A better approach would be to create your own root CA certificate, and use this to sign the certificates you actually use. You would ask users to install the root CA as a one time step, and all browsers and programs should thereafter treat it as a "proper" certificate just like the real ones on the internet, with green checkmark on the lock icon and no nagging about TLS errors. You could also rotate the server cert without having to ask users to reinstall anything.
What exactly are the steps for creating your own TLS certificate for a server (ie. without using any real CA organization), that will result in a smooth user experience?
1 answer
On sandboxes
For sandboxed development and test environments, I have found mkcert
to be pretty helpful. It creates a root CA and happily creates certificates for whatever DNS you want.
mkcert
warns you not to use it in production. Also, be aware that if you install the root CA to your local computer directly (i.e. not in a carefully partitioned VM or container), someone with access to the private key can mint a certificate for anything and your computer will happily believe it.[1]
Just use Let's Encrypt
The network admin answer is to own a domain name, pick a subdomain (e.g. local.example.com
), put your local network on that, and make sure DNS lookups inside the network go to the appropriate place. Then communicate with LetsEncrypt via your DNS for certbot
renewals.
One possible downside is that the IP of the computer running the certbot
requests will be permanently included in certificate transparency logs. I don't mean to scare anyone, but you should know.

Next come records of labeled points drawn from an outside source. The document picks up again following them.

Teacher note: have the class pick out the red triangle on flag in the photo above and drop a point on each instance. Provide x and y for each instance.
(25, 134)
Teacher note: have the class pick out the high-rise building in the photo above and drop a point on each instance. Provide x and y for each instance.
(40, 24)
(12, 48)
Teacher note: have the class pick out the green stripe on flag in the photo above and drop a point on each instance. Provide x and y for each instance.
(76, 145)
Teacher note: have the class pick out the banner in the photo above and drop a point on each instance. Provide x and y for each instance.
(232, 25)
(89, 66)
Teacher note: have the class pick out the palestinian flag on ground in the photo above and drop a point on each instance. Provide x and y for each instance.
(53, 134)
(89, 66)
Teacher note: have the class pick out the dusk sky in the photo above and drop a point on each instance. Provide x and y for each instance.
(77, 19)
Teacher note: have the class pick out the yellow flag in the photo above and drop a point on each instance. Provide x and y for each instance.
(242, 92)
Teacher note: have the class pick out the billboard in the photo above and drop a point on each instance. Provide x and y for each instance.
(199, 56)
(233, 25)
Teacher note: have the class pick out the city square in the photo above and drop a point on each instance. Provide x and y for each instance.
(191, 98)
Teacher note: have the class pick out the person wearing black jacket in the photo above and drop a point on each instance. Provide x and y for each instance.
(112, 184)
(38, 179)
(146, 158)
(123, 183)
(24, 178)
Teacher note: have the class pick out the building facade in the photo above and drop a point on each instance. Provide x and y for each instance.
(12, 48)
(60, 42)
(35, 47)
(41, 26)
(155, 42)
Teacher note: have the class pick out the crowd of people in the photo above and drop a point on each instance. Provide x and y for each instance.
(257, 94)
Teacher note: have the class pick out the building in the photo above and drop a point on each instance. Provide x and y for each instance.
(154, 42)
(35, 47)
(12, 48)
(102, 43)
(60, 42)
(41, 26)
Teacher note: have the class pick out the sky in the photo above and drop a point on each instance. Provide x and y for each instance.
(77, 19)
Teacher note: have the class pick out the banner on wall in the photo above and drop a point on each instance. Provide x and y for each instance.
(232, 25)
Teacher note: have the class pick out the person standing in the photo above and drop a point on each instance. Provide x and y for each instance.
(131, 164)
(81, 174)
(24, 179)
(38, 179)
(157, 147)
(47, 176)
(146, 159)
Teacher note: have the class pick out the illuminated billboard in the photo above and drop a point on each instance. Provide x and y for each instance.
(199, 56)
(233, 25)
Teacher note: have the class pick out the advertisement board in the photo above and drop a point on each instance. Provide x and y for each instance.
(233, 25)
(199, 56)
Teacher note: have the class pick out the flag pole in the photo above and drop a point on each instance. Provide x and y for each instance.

You don't own a domain name
Not a problem. A comment thread below suggests using a public DNS service[2] to be the domain name, and you get to be a subdomain of it. (You can then choose whether your local network's public suffix is one level deeper or the subdomain itself.)
So you really want to be a CA?
The "real" answer ideally involves some kind of HSM to own the key. Then you issue some openssl
signing requests. OpenSSL is unfortunately not the most intuitive program to use.